Kalktı, mutfaktan kendine kahve koydu masadaki çayı pek umursamadan.
-Yıkanmayalı sanırım uzun zaman olmuştu, dedi.
Farkındaydım, onu ilk gördüğümde de epey kirliydi bunları pek önemsemediğini biliyordum. Ben temizlik konusunda fazlasıyla titizimdir ama onun kokusu o kadar başkaydı ki buna hiçbir sözüm yoktu.
-İyi hissediyorsan buna sevinirim, dedim.

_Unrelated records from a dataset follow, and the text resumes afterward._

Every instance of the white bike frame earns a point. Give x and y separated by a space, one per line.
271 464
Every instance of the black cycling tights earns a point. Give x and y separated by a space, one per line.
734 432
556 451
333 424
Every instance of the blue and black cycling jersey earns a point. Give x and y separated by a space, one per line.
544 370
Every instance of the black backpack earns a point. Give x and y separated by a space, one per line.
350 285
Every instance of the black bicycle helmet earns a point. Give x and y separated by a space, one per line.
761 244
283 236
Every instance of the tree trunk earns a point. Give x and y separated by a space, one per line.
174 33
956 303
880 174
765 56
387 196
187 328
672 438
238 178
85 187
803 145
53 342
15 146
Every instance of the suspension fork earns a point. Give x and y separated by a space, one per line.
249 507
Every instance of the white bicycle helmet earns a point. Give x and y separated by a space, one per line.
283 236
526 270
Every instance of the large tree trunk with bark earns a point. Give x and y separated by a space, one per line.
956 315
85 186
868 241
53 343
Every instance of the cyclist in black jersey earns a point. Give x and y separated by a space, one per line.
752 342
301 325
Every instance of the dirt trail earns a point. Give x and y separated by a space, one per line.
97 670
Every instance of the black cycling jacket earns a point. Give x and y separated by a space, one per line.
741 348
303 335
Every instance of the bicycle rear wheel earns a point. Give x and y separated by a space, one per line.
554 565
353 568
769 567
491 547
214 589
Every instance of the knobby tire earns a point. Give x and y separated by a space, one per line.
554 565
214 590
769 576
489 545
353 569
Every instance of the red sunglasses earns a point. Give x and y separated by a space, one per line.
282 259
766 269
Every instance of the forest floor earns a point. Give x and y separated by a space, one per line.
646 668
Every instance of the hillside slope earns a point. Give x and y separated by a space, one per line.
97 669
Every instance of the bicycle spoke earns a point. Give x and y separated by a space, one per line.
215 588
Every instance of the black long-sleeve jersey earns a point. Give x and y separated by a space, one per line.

Gülümsedi ama görseniz gülümsedi sanmazsınız. Onu anlamaya başlıyordum, neler yaşadığını nelerden vazgeçtiğini bu olanların nelerin sonucu olduğunu fazlasıyla merak ediyorum.
-Biraz yürümek ister misin? diye sordum.
-Hiç sanmıyorum, diye cevap verdi.
Kendimi ısıracaktım sinirden. Hayatımda en son kim bana böyle davranmıştı? Çocukluk aşkım mı? Babam mı? O kadar hatırlamıyorum ki.
-Peki ne yapmak istersin, bir şeyler izleyelim mi?
-Ben öyle bir şeyler izleyelim mi ya da yemeğe çıkalım mı ya da sinemaya gidelim mi diye soracağın bir erkek arkadaş olmayacağım… Adın neydi senin?
…
Bir süre birbirimize baktık, adımı bilmiyor? ismimi? Sormamış şu zamana kadar. Şimdiye kadar sordular da ne oldu onlar da ertesi gün hatırlamadılar zaten.
-Kardelen.
YORUMLAR
Henüz yorum yapılmamış.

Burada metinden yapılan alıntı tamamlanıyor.